On en parle pas du tout. On fait peur aux gens avec le réchauffement climatique, pour s’en servir comme acte de communication et justifier le nucléaire en faisant croire que c’est une énergie décarbonée. Ce n’est pas vrai, elle l’est au moment de la fission mais pour ramener l’uranium jusque dans les centrales, cela consomme énormément de gaz à effet de serre. La gestion des déchets nucléaires est aussi inquantifiable en CO2. Quand on voit comment un type comme Vladimir Poutine est capable de prendre en otage les centrales nucléaires, on sait potentiellement que c’est quelque chose qui peut détruire la planète en peu de temps. C’est une énergie horrible et moribonde car il n’y aura plus d’uranium dans 50 ans. Ce n’est pas l’avenir, ce ne sont que des leurres. La France est tellement investie dans le nucléaire maintenant qu’il n’y a plus de marche arrière. Et tant qu’on est dans une société de consommation, où le productivisme est le moteur de l’économie, qu’on met en place des initiatives comme la cryptomonnaie qui est énergivore, on va à l’opposé du chemin qu’on souhaite prendre. La seule solution c’est la décroissance et en s’y refusant on se dirige vers l’effondrement.

L’effondrement total ?
À un moment donné, on va atteindre ce qu’on appelle en économie le point de futilité, lorsque le coût d’extraction des minerais est plus cher que le produit terminé. C’est la fin du bénéfice et Karl Marx l’avait déjà expliqué. On y est car on a dépassé tous les pics d’exploitation des minerais. Mais de toute façon, en étant 8 milliards d’individus sur terre, avec pour une immense majorité le capitalisme et le productivisme comme seuls moteurs, on va droit dans le mur. Il ne faut pas avoir fait l’ENA pour voir le problème. On est dans le refus de voir ce qui se passe.

Le concept de décroissance a parfois été abordé durant la campagne présidentielle
Oui mais on tombe vite dans la caricature quand on l’évoque. Emmanuel Macron s’en est moqué en disant “On ne va pas revenir à la lampe à huile” ou au “Modèle Amish”. La décroissance n’est pas un retour au Moyen-Âge, c’est juste prendre un chemin différent. Quand on fait marche arrière en voiture, ça ne veut pas dire qu’on va rouler toute sa vie en marche arrière. On peut faire demi-tour pour juste prendre une autre direction. Faire un pas en arrière, ce n’est pas un aveu d’échec. C’est justement le courage politique de reconnaître une erreur et d’imaginer autre chose. Donc je pense vraiment qu’on va vers quelque chose de dramatique dans les prochaines années et que cela arrivera beaucoup plus vite qu’on ne le croit.

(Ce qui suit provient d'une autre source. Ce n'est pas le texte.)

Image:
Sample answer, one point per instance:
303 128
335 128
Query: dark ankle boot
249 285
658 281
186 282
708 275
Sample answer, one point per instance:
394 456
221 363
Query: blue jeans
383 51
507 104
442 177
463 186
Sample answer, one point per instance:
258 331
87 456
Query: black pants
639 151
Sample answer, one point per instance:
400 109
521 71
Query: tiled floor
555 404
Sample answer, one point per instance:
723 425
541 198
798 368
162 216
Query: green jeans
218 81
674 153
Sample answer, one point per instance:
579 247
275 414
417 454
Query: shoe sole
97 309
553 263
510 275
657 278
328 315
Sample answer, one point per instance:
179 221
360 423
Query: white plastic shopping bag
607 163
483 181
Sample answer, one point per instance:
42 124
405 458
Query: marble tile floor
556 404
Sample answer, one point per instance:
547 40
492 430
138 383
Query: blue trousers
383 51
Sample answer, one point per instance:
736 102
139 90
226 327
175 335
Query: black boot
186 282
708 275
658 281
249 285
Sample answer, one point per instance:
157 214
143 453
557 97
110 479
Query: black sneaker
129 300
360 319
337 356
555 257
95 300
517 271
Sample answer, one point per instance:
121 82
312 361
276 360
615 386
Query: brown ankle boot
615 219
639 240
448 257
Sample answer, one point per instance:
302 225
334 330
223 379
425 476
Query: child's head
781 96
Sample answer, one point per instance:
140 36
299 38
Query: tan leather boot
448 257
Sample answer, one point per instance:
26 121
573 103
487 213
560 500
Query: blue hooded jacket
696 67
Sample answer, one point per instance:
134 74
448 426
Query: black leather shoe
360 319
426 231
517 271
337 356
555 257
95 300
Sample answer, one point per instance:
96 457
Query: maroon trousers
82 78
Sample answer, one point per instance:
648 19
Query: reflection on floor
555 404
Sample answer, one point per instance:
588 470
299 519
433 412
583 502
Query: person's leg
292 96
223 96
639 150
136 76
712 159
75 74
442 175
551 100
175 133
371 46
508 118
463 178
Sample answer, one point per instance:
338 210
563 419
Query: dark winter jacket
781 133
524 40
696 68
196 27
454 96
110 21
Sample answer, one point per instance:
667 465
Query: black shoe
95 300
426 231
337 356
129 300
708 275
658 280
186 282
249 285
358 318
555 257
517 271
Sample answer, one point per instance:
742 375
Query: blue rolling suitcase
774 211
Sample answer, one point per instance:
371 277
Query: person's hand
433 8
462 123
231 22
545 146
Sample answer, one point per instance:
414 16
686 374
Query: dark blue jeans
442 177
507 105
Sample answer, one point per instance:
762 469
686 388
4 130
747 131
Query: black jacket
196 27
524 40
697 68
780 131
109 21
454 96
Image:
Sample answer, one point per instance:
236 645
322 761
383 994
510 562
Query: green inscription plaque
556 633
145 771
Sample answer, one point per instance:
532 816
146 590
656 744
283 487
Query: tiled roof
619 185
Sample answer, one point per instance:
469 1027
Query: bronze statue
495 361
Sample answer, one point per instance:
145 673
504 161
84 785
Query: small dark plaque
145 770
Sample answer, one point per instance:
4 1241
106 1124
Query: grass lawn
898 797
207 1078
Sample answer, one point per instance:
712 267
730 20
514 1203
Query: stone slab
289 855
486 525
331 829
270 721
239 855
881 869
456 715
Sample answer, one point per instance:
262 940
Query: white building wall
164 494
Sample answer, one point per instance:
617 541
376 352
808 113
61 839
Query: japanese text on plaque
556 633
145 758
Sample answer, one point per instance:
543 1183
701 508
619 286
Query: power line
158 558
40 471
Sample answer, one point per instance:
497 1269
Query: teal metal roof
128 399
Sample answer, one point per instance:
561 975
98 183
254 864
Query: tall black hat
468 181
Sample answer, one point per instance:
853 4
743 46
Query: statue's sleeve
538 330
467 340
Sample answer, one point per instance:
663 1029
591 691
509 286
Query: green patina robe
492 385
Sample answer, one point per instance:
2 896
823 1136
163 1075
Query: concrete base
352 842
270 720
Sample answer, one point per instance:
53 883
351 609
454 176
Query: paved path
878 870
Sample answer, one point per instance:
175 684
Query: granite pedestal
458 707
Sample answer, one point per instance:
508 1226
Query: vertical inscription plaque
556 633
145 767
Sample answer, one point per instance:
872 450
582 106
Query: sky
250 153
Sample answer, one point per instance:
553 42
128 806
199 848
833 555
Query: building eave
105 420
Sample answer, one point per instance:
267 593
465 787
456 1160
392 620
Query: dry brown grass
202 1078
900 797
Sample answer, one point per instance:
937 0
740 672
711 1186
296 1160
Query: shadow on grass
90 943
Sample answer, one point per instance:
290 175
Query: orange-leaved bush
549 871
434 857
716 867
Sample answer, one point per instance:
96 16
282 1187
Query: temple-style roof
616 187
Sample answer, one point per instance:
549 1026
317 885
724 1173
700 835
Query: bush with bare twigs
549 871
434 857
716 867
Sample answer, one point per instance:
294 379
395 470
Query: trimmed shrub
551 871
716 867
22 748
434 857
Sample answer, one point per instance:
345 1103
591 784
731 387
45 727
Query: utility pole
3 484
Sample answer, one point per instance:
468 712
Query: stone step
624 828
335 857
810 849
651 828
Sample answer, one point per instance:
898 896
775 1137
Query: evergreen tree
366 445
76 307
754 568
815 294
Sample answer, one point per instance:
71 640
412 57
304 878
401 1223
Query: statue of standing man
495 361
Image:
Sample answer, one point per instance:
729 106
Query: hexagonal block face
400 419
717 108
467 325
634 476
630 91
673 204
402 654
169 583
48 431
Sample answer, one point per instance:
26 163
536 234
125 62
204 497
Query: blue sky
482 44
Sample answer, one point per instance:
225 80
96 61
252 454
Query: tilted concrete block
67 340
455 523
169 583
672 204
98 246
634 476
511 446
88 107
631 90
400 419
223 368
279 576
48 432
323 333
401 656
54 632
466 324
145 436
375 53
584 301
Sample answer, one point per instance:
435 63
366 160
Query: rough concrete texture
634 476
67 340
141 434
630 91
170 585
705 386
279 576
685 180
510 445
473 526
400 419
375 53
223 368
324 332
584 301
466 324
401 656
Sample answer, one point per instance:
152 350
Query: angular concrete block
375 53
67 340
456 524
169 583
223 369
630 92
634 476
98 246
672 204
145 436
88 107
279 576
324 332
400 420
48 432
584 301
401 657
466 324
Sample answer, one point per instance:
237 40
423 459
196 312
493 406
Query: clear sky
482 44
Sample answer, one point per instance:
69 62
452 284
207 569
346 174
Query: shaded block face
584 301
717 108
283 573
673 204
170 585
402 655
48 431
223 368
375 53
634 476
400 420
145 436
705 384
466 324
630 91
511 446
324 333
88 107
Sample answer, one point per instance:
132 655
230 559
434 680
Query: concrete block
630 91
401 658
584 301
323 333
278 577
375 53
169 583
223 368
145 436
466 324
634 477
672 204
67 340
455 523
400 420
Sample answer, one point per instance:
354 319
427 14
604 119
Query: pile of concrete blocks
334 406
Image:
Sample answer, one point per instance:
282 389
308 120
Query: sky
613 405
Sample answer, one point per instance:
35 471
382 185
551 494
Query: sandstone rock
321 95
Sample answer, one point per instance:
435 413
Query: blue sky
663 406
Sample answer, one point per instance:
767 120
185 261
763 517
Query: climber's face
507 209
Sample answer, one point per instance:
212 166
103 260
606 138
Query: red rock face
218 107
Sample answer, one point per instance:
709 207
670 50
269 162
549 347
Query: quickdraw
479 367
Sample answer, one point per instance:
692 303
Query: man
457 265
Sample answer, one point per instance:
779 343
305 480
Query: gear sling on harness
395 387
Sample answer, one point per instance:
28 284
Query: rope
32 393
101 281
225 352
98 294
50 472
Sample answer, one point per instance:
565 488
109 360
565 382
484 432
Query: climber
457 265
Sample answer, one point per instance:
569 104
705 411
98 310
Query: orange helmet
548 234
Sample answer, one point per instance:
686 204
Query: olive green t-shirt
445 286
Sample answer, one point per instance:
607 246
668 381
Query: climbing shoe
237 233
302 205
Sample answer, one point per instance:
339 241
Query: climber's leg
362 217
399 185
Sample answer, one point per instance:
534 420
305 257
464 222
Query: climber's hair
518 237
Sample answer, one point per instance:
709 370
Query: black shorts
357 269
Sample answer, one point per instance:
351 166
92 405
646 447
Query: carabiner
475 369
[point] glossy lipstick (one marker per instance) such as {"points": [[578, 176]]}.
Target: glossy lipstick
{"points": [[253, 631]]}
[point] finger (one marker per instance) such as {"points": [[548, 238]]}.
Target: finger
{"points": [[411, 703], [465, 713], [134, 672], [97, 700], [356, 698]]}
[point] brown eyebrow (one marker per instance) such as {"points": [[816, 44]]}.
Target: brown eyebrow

Après L’Ombre d’un mensonge, vous avez d’autres projets en préparation ?
Si le cinéma existe toujours dans quelques mois, je travaille sur l’adaptation du roman de Serge Joncour, Nature Humaine. C’est une chronique qui se déroule à la ferme entre 1976 et 1999. Ça parle, à travers une histoire d’amour, de comment toutes les mauvaises décisions ont été prises au sujet de l’agriculture dans ces années-là, ce pourquoi on est arrivés à une agriculture déshumanisée et productiviste. Pour la première fois dans mon cinéma, il y aura une dimension plus politique, même si ce n'est pas quelque chose d'aussi frontal que chez Costa-Gavras. Ça va rejoindre des idéaux qui sont les miens. À mon âge, au vu de l’état de la planète et de la société, je ne peux plus faire un film pour juste faire un film, je dois amener quelque chose qui peut susciter un embryon de débat.